KOCHI: ‘Embassy’, the installation set up by noted Australian artist Richard Bell as a symbol of the resistance of the Aboriginals, is making waves at the Kochi-Muziris Biennale.
The ‘Embassy’ has been created by putting up a tent outdoors at Aspinwall House. The installation reflects a theme that brings to light the discrimination and exploitation faced by Australia’s aboriginal population even after the colonial period. It calls for the defence of the aboriginal population on a global scale.
A descendant of an aboriginal tribe, 70-year-old Bell decries the owner-slave mentality still existing in certain human minds, as something that should be most despised. “Can it be blamed if, to express their strong displeasure, the aboriginals open an embassy in their own land? The Embassy has been taken up as a symbol reflecting the pitiful condition of aboriginals at an international level,” Bell says.

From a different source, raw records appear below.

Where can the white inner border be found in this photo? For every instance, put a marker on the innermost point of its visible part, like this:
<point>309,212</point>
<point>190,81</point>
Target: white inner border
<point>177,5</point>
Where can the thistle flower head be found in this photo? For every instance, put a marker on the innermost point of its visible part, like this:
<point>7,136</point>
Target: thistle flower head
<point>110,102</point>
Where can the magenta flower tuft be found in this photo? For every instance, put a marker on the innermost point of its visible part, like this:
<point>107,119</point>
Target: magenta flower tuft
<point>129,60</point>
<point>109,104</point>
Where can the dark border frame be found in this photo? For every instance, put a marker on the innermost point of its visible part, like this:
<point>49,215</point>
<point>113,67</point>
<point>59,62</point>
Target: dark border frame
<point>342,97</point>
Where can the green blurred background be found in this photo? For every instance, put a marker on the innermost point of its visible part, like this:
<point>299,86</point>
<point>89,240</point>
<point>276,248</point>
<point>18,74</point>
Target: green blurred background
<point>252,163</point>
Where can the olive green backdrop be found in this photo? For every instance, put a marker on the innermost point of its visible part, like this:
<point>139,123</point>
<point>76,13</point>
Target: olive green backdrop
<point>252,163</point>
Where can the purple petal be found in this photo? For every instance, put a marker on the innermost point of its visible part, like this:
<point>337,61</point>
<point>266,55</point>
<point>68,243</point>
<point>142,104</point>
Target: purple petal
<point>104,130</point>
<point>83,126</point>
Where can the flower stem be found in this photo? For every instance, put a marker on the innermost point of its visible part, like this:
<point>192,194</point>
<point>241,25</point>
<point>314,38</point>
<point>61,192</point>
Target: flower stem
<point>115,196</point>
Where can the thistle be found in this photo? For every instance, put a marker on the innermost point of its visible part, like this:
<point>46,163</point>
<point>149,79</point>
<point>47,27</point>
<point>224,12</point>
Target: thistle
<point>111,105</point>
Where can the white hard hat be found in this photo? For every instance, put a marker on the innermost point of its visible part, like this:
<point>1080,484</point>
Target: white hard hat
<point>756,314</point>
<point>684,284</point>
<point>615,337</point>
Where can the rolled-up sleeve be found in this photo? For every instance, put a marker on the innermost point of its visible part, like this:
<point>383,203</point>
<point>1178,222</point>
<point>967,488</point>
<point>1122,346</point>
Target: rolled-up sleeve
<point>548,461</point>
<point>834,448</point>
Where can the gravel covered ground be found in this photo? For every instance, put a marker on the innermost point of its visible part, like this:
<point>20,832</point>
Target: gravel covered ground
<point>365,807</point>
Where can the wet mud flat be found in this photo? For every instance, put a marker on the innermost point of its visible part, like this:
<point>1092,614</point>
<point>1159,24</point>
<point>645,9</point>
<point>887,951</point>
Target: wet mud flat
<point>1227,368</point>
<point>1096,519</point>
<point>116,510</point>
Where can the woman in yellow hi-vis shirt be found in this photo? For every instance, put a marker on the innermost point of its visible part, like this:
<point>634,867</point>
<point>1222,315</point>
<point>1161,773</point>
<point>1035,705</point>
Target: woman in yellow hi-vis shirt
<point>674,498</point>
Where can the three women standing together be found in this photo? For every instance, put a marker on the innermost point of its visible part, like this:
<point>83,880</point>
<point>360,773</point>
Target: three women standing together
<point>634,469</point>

The tent ‘Aboriginal Embassy’ has been envisioned as a place for holding exhibitions, video presentations, and discussions to ensure the survival and welfare of aboriginals and to support institutions fighting on their behalf. The exterior of the tent exhibits posters depicting a sharp outcry against exploitation. One of them says — ‘Why is democracy being celebrated when life as an aboriginal is forbidden?’
Bell, reputed as the topmost contemporary artist in Australia, is also a well-known activist. And his work has been exhibited at prominent contemporary art expos worldwide. Big canvas paintings made by Bell in response to racism and land conflicts involving aboriginals can also be seen at the venue.